Last updated: May 2026
Compare with similar
About this calculator
Fuel cost per kilometre tells you what each kilometre of driving actually costs in fuel, which makes it easy to budget trips, compare vehicles, or decide whether a journey is worth driving. The formula is straightforward: fuel price (per litre) × consumption (litres per 100 km) ÷ 100. Dividing by 100 converts the "per 100 km" consumption figure into a per-kilometre amount. If fuel costs $1.80 per litre and your car uses 7 litres per 100 km, each kilometre costs 1.80 × 7 ÷ 100 = $0.126, or about 12.6 cents. Over a 400 km trip that is roughly $50 in fuel. The litres-per-100-km figure is the standard fuel-economy measure in most of the world (lower is better, unlike miles-per-gallon where higher is better). You can use your manufacturer’s combined-cycle rating, but real-world consumption is usually higher — city driving, air conditioning, roof racks, heavy loads, aggressive acceleration, and cold weather all push it up — so for honest budgeting use your own measured figure from a few fill-ups: litres added divided by kilometres driven, times 100. This calculator covers fuel only; the true cost per kilometre of running a car also includes depreciation, insurance, maintenance, tyres, and registration, which together often exceed the fuel cost. Still, fuel cost per kilometre is the most variable and trip-relevant component, and the easiest to act on by driving efficiently or choosing a more economical vehicle. To compare a petrol car with an electric one, compute the EV’s cost per kilometre from its kWh/100 km and your electricity price.
How to use
Example 1 — Family hatchback. Fuel is $1.80/L and the car averages 7 L/100km. Enter 1.80 and 7. Result: $0.126/km. Verify: 1.80 × 7 = 12.6; ÷ 100 = 0.126. ✓ A 300 km weekend trip costs about $37.80 in fuel. Example 2 — Thirsty SUV. Fuel is $2.10/L and the SUV uses 11 L/100km. Enter 2.10 and 11. Result: $0.231/km. Verify: 2.10 × 11 = 23.1; ÷ 100 = 0.231. ✓ Nearly double the hatchback, illustrating how consumption drives running costs.
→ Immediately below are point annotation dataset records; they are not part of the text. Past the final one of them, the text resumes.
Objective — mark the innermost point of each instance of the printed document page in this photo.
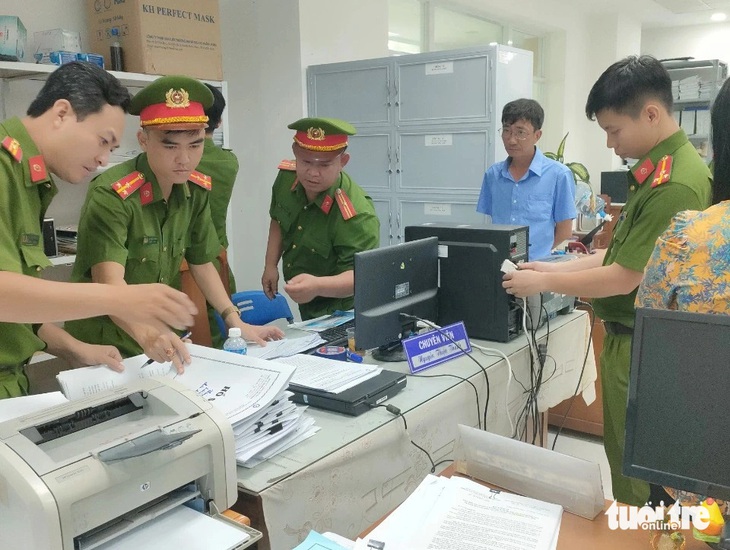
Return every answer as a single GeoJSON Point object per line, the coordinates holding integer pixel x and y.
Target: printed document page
{"type": "Point", "coordinates": [457, 512]}
{"type": "Point", "coordinates": [482, 518]}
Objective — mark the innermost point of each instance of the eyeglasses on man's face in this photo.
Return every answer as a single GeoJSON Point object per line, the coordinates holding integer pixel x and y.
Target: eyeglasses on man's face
{"type": "Point", "coordinates": [518, 133]}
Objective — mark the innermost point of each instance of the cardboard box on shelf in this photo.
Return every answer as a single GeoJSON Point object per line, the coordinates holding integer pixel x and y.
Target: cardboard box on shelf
{"type": "Point", "coordinates": [55, 40]}
{"type": "Point", "coordinates": [12, 38]}
{"type": "Point", "coordinates": [158, 39]}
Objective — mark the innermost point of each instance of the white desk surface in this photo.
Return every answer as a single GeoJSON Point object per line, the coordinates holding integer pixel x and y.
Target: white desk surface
{"type": "Point", "coordinates": [356, 469]}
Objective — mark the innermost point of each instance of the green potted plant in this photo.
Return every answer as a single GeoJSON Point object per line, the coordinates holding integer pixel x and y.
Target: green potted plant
{"type": "Point", "coordinates": [580, 172]}
{"type": "Point", "coordinates": [586, 201]}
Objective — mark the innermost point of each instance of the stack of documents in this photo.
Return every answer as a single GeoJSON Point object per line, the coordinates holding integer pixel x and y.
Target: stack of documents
{"type": "Point", "coordinates": [319, 324]}
{"type": "Point", "coordinates": [285, 347]}
{"type": "Point", "coordinates": [250, 392]}
{"type": "Point", "coordinates": [319, 373]}
{"type": "Point", "coordinates": [459, 513]}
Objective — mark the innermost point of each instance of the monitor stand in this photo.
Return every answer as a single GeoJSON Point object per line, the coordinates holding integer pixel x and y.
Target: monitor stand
{"type": "Point", "coordinates": [390, 353]}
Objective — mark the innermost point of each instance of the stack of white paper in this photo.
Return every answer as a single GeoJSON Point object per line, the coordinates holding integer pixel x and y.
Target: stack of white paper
{"type": "Point", "coordinates": [459, 513]}
{"type": "Point", "coordinates": [250, 392]}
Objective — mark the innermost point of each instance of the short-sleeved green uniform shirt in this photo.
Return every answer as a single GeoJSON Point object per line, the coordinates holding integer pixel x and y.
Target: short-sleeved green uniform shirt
{"type": "Point", "coordinates": [649, 210]}
{"type": "Point", "coordinates": [147, 235]}
{"type": "Point", "coordinates": [645, 216]}
{"type": "Point", "coordinates": [23, 203]}
{"type": "Point", "coordinates": [222, 167]}
{"type": "Point", "coordinates": [317, 238]}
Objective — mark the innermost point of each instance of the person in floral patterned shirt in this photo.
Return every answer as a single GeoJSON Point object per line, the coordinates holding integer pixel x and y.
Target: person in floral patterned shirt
{"type": "Point", "coordinates": [689, 269]}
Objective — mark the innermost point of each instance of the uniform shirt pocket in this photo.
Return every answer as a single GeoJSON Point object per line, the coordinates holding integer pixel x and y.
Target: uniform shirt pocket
{"type": "Point", "coordinates": [143, 261]}
{"type": "Point", "coordinates": [34, 259]}
{"type": "Point", "coordinates": [316, 244]}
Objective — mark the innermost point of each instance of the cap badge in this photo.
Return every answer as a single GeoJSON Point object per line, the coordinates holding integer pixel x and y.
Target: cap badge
{"type": "Point", "coordinates": [316, 134]}
{"type": "Point", "coordinates": [176, 99]}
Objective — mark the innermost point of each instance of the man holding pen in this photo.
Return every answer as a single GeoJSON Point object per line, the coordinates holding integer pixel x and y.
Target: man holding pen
{"type": "Point", "coordinates": [144, 216]}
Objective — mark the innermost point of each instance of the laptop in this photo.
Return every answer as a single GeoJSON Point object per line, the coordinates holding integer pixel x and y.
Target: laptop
{"type": "Point", "coordinates": [334, 336]}
{"type": "Point", "coordinates": [356, 400]}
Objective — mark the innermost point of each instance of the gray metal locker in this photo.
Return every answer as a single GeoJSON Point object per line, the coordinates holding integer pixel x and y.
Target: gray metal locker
{"type": "Point", "coordinates": [427, 127]}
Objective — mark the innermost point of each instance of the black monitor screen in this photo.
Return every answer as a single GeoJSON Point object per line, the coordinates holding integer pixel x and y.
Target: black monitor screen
{"type": "Point", "coordinates": [677, 417]}
{"type": "Point", "coordinates": [396, 279]}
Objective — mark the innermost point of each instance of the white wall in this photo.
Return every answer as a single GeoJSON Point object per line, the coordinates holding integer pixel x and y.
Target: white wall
{"type": "Point", "coordinates": [267, 45]}
{"type": "Point", "coordinates": [699, 41]}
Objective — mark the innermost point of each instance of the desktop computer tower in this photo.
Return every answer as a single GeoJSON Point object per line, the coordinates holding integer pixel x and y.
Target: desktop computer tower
{"type": "Point", "coordinates": [470, 276]}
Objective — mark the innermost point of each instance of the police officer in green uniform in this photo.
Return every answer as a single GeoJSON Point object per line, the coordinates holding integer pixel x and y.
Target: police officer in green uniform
{"type": "Point", "coordinates": [70, 129]}
{"type": "Point", "coordinates": [632, 102]}
{"type": "Point", "coordinates": [222, 167]}
{"type": "Point", "coordinates": [144, 216]}
{"type": "Point", "coordinates": [319, 219]}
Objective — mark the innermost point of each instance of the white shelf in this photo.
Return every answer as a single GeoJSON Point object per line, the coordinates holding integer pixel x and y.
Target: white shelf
{"type": "Point", "coordinates": [12, 70]}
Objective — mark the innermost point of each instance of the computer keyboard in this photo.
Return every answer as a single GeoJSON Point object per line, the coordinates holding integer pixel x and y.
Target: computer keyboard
{"type": "Point", "coordinates": [337, 335]}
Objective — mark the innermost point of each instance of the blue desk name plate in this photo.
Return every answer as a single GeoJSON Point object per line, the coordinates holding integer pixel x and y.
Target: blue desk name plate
{"type": "Point", "coordinates": [435, 347]}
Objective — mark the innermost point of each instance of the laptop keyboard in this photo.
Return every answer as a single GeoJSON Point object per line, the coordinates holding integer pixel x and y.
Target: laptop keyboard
{"type": "Point", "coordinates": [336, 335]}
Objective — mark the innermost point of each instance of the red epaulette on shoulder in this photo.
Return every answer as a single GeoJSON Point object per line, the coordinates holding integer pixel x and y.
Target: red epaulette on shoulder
{"type": "Point", "coordinates": [128, 184]}
{"type": "Point", "coordinates": [290, 165]}
{"type": "Point", "coordinates": [12, 146]}
{"type": "Point", "coordinates": [198, 178]}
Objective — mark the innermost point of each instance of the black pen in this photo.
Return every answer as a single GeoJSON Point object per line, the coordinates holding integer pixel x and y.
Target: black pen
{"type": "Point", "coordinates": [188, 334]}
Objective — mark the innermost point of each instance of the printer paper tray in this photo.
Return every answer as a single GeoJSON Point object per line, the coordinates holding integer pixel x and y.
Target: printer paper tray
{"type": "Point", "coordinates": [143, 534]}
{"type": "Point", "coordinates": [133, 519]}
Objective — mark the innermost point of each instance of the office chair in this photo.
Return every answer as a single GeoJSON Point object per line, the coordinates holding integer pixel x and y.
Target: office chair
{"type": "Point", "coordinates": [257, 309]}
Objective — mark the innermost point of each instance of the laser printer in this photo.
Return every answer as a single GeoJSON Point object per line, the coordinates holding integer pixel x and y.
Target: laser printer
{"type": "Point", "coordinates": [78, 475]}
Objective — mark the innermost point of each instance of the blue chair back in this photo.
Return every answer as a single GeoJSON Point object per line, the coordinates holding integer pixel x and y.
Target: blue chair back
{"type": "Point", "coordinates": [257, 309]}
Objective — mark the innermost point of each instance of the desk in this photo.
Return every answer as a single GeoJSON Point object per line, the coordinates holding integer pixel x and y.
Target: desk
{"type": "Point", "coordinates": [577, 533]}
{"type": "Point", "coordinates": [356, 469]}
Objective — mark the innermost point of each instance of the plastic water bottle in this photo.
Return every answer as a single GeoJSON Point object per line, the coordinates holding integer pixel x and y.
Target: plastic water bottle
{"type": "Point", "coordinates": [234, 343]}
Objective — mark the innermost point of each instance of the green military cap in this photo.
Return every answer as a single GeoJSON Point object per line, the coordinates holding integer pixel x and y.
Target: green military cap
{"type": "Point", "coordinates": [322, 134]}
{"type": "Point", "coordinates": [173, 102]}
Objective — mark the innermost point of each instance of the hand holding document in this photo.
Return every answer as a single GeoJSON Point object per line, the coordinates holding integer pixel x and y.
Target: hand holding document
{"type": "Point", "coordinates": [250, 392]}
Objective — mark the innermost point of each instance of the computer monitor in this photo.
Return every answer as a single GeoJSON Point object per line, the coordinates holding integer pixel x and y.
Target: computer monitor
{"type": "Point", "coordinates": [677, 417]}
{"type": "Point", "coordinates": [396, 279]}
{"type": "Point", "coordinates": [471, 290]}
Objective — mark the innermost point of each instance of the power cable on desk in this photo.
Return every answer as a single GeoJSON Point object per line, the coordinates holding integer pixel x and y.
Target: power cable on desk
{"type": "Point", "coordinates": [582, 370]}
{"type": "Point", "coordinates": [486, 378]}
{"type": "Point", "coordinates": [392, 409]}
{"type": "Point", "coordinates": [535, 349]}
{"type": "Point", "coordinates": [476, 392]}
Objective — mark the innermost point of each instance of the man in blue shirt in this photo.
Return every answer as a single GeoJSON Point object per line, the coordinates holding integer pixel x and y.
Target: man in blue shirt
{"type": "Point", "coordinates": [528, 188]}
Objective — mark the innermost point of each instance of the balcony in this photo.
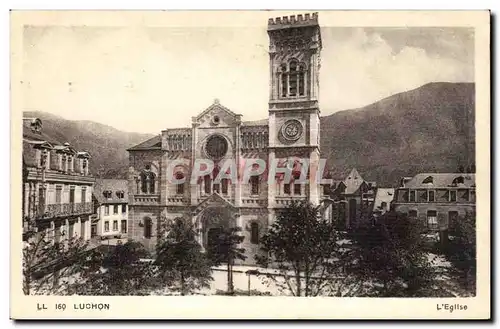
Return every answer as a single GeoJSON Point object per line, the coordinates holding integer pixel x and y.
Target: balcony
{"type": "Point", "coordinates": [67, 209]}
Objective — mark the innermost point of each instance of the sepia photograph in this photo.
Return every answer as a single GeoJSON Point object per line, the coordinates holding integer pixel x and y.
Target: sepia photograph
{"type": "Point", "coordinates": [235, 159]}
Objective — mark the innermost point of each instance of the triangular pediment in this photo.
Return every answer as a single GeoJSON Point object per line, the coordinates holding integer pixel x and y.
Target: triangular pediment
{"type": "Point", "coordinates": [217, 115]}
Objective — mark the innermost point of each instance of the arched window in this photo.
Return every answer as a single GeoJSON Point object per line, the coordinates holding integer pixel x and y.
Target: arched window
{"type": "Point", "coordinates": [144, 183]}
{"type": "Point", "coordinates": [254, 182]}
{"type": "Point", "coordinates": [225, 185]}
{"type": "Point", "coordinates": [208, 184]}
{"type": "Point", "coordinates": [179, 188]}
{"type": "Point", "coordinates": [148, 228]}
{"type": "Point", "coordinates": [284, 81]}
{"type": "Point", "coordinates": [254, 237]}
{"type": "Point", "coordinates": [216, 186]}
{"type": "Point", "coordinates": [152, 183]}
{"type": "Point", "coordinates": [297, 186]}
{"type": "Point", "coordinates": [428, 180]}
{"type": "Point", "coordinates": [147, 182]}
{"type": "Point", "coordinates": [292, 79]}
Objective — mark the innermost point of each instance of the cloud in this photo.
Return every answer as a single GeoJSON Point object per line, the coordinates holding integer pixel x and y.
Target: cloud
{"type": "Point", "coordinates": [149, 79]}
{"type": "Point", "coordinates": [361, 67]}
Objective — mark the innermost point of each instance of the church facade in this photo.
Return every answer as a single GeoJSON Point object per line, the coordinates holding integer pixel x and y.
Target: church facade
{"type": "Point", "coordinates": [291, 132]}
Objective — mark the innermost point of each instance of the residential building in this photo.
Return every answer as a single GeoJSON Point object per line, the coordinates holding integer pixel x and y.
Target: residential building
{"type": "Point", "coordinates": [383, 201]}
{"type": "Point", "coordinates": [435, 200]}
{"type": "Point", "coordinates": [111, 207]}
{"type": "Point", "coordinates": [57, 186]}
{"type": "Point", "coordinates": [217, 133]}
{"type": "Point", "coordinates": [352, 199]}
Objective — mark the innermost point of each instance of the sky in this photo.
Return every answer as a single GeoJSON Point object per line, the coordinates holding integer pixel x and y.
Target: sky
{"type": "Point", "coordinates": [149, 78]}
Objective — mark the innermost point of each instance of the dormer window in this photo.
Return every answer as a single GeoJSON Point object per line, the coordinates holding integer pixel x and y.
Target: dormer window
{"type": "Point", "coordinates": [458, 180]}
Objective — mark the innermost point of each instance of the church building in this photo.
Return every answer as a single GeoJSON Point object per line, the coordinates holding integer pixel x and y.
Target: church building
{"type": "Point", "coordinates": [292, 131]}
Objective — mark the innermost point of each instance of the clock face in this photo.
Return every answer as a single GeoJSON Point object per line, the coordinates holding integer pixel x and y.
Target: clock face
{"type": "Point", "coordinates": [216, 147]}
{"type": "Point", "coordinates": [292, 130]}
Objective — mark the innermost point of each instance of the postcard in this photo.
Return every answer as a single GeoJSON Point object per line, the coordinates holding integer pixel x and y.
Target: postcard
{"type": "Point", "coordinates": [250, 165]}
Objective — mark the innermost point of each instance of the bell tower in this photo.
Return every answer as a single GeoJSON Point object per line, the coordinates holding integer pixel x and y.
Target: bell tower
{"type": "Point", "coordinates": [294, 115]}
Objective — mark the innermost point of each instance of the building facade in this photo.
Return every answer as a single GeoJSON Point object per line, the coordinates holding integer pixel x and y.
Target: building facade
{"type": "Point", "coordinates": [57, 186]}
{"type": "Point", "coordinates": [434, 200]}
{"type": "Point", "coordinates": [351, 199]}
{"type": "Point", "coordinates": [111, 208]}
{"type": "Point", "coordinates": [291, 132]}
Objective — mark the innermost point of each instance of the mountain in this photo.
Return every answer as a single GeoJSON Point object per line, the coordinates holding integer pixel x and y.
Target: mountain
{"type": "Point", "coordinates": [107, 145]}
{"type": "Point", "coordinates": [428, 129]}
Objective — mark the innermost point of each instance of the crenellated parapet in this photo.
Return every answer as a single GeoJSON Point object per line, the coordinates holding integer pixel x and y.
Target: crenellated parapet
{"type": "Point", "coordinates": [292, 21]}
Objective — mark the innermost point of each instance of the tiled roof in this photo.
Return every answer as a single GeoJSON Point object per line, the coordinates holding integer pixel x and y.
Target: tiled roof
{"type": "Point", "coordinates": [423, 180]}
{"type": "Point", "coordinates": [263, 122]}
{"type": "Point", "coordinates": [113, 185]}
{"type": "Point", "coordinates": [353, 181]}
{"type": "Point", "coordinates": [154, 142]}
{"type": "Point", "coordinates": [383, 195]}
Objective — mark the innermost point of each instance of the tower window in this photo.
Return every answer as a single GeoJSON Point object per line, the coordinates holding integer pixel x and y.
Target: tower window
{"type": "Point", "coordinates": [147, 182]}
{"type": "Point", "coordinates": [148, 228]}
{"type": "Point", "coordinates": [225, 184]}
{"type": "Point", "coordinates": [292, 79]}
{"type": "Point", "coordinates": [179, 188]}
{"type": "Point", "coordinates": [254, 237]}
{"type": "Point", "coordinates": [254, 181]}
{"type": "Point", "coordinates": [208, 184]}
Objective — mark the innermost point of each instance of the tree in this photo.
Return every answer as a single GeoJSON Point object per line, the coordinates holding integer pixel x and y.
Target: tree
{"type": "Point", "coordinates": [179, 258]}
{"type": "Point", "coordinates": [304, 248]}
{"type": "Point", "coordinates": [391, 258]}
{"type": "Point", "coordinates": [226, 250]}
{"type": "Point", "coordinates": [50, 266]}
{"type": "Point", "coordinates": [461, 251]}
{"type": "Point", "coordinates": [124, 271]}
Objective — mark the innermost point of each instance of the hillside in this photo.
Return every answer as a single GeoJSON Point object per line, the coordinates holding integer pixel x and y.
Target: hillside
{"type": "Point", "coordinates": [430, 128]}
{"type": "Point", "coordinates": [106, 144]}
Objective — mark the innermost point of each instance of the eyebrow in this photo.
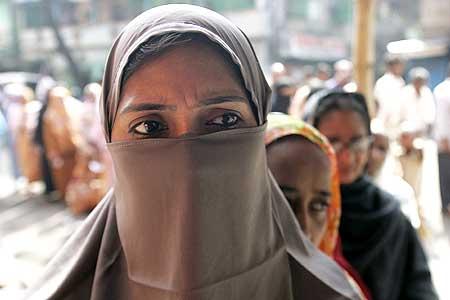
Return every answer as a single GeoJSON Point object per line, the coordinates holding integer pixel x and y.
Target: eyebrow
{"type": "Point", "coordinates": [147, 106]}
{"type": "Point", "coordinates": [165, 107]}
{"type": "Point", "coordinates": [222, 99]}
{"type": "Point", "coordinates": [324, 193]}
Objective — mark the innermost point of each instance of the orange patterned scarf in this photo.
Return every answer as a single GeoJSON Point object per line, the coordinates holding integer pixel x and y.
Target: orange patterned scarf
{"type": "Point", "coordinates": [280, 125]}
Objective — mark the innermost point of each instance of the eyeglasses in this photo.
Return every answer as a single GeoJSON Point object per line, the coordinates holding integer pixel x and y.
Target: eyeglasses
{"type": "Point", "coordinates": [356, 146]}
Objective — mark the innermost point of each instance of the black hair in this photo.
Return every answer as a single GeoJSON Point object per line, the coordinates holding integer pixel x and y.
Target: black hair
{"type": "Point", "coordinates": [341, 101]}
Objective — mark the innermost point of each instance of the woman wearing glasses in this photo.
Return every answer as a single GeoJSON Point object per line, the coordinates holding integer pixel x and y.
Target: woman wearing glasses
{"type": "Point", "coordinates": [377, 239]}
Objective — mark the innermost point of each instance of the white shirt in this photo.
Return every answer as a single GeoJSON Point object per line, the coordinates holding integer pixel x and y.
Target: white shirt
{"type": "Point", "coordinates": [442, 96]}
{"type": "Point", "coordinates": [387, 92]}
{"type": "Point", "coordinates": [418, 109]}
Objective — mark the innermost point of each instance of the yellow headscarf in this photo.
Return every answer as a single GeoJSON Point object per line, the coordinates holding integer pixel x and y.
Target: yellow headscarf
{"type": "Point", "coordinates": [281, 125]}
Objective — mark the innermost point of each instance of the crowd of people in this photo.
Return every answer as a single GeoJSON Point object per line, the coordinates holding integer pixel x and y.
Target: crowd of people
{"type": "Point", "coordinates": [216, 198]}
{"type": "Point", "coordinates": [406, 116]}
{"type": "Point", "coordinates": [56, 140]}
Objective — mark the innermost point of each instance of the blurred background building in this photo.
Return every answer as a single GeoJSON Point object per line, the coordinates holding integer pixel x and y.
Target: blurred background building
{"type": "Point", "coordinates": [295, 32]}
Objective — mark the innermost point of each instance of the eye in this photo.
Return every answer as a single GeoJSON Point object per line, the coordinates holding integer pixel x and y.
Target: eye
{"type": "Point", "coordinates": [150, 128]}
{"type": "Point", "coordinates": [319, 205]}
{"type": "Point", "coordinates": [227, 120]}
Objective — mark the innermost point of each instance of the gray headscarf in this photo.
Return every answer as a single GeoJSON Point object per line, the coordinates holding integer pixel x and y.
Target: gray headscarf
{"type": "Point", "coordinates": [210, 225]}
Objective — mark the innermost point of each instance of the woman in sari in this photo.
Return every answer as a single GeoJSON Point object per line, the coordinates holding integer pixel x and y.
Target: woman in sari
{"type": "Point", "coordinates": [377, 238]}
{"type": "Point", "coordinates": [304, 165]}
{"type": "Point", "coordinates": [194, 213]}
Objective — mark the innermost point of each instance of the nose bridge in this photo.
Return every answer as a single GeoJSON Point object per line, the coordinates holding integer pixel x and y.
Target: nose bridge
{"type": "Point", "coordinates": [344, 155]}
{"type": "Point", "coordinates": [303, 219]}
{"type": "Point", "coordinates": [182, 126]}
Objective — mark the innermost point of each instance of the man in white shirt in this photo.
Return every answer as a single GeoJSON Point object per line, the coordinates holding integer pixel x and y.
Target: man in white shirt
{"type": "Point", "coordinates": [387, 93]}
{"type": "Point", "coordinates": [417, 104]}
{"type": "Point", "coordinates": [442, 133]}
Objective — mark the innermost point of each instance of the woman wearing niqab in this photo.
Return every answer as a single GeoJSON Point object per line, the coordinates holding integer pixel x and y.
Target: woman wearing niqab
{"type": "Point", "coordinates": [197, 216]}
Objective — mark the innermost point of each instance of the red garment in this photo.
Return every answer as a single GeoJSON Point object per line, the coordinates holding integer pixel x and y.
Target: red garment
{"type": "Point", "coordinates": [344, 264]}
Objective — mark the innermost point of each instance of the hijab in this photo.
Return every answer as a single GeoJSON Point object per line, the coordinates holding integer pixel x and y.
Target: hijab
{"type": "Point", "coordinates": [188, 218]}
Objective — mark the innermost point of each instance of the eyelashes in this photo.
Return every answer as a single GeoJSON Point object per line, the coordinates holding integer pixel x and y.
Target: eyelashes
{"type": "Point", "coordinates": [154, 127]}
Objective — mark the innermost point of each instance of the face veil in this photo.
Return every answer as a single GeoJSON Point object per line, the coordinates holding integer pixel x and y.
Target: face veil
{"type": "Point", "coordinates": [195, 217]}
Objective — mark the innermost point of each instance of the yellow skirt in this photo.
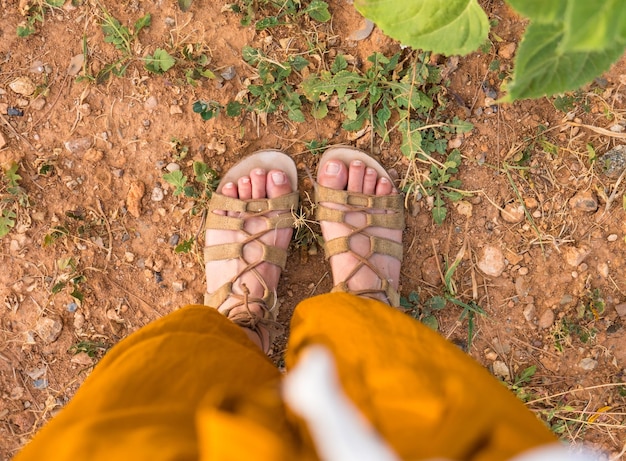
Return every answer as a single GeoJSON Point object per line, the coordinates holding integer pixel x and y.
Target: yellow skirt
{"type": "Point", "coordinates": [192, 386]}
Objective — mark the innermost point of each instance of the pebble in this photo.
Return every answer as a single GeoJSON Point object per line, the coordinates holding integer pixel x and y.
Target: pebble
{"type": "Point", "coordinates": [430, 271]}
{"type": "Point", "coordinates": [49, 329]}
{"type": "Point", "coordinates": [133, 198]}
{"type": "Point", "coordinates": [575, 256]}
{"type": "Point", "coordinates": [151, 103]}
{"type": "Point", "coordinates": [157, 194]}
{"type": "Point", "coordinates": [584, 201]}
{"type": "Point", "coordinates": [588, 364]}
{"type": "Point", "coordinates": [175, 110]}
{"type": "Point", "coordinates": [507, 50]}
{"type": "Point", "coordinates": [78, 145]}
{"type": "Point", "coordinates": [613, 162]}
{"type": "Point", "coordinates": [603, 270]}
{"type": "Point", "coordinates": [23, 86]}
{"type": "Point", "coordinates": [512, 213]}
{"type": "Point", "coordinates": [529, 312]}
{"type": "Point", "coordinates": [178, 286]}
{"type": "Point", "coordinates": [492, 262]}
{"type": "Point", "coordinates": [501, 370]}
{"type": "Point", "coordinates": [37, 104]}
{"type": "Point", "coordinates": [546, 320]}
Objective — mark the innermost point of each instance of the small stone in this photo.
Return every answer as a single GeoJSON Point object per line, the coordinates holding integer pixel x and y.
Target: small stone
{"type": "Point", "coordinates": [546, 320]}
{"type": "Point", "coordinates": [529, 312]}
{"type": "Point", "coordinates": [575, 256]}
{"type": "Point", "coordinates": [93, 155]}
{"type": "Point", "coordinates": [157, 194]}
{"type": "Point", "coordinates": [37, 104]}
{"type": "Point", "coordinates": [492, 262]}
{"type": "Point", "coordinates": [175, 110]}
{"type": "Point", "coordinates": [584, 201]}
{"type": "Point", "coordinates": [603, 270]}
{"type": "Point", "coordinates": [78, 145]}
{"type": "Point", "coordinates": [512, 213]}
{"type": "Point", "coordinates": [613, 162]}
{"type": "Point", "coordinates": [151, 103]}
{"type": "Point", "coordinates": [588, 364]}
{"type": "Point", "coordinates": [430, 270]}
{"type": "Point", "coordinates": [507, 50]}
{"type": "Point", "coordinates": [82, 359]}
{"type": "Point", "coordinates": [133, 198]}
{"type": "Point", "coordinates": [79, 321]}
{"type": "Point", "coordinates": [49, 329]}
{"type": "Point", "coordinates": [23, 86]}
{"type": "Point", "coordinates": [501, 370]}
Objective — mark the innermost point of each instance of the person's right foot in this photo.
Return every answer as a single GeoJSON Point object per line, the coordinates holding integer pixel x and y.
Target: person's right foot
{"type": "Point", "coordinates": [356, 177]}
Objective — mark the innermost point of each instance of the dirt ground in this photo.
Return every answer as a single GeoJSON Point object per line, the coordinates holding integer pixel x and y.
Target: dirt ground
{"type": "Point", "coordinates": [101, 223]}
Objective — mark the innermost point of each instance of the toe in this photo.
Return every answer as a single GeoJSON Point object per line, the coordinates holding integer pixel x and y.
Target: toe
{"type": "Point", "coordinates": [277, 184]}
{"type": "Point", "coordinates": [333, 174]}
{"type": "Point", "coordinates": [244, 187]}
{"type": "Point", "coordinates": [356, 176]}
{"type": "Point", "coordinates": [369, 181]}
{"type": "Point", "coordinates": [384, 187]}
{"type": "Point", "coordinates": [258, 179]}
Frequently asked questions
Where do I find my car’s fuel consumption figure?
The manufacturer publishes combined, urban, and highway figures in litres per 100 km in the owner’s manual and on the vehicle’s spec sheet or fuel-economy label. However, these official numbers are measured under idealised test conditions and most drivers see higher real-world consumption. For an accurate per-kilometre cost, measure your own: fill the tank, note the odometer, drive normally, refill, then divide the litres added by the kilometres travelled and multiply by 100. Averaging over several tanks smooths out variation. Using your real figure rather than the optimistic sticker value gives a far more honest cost estimate.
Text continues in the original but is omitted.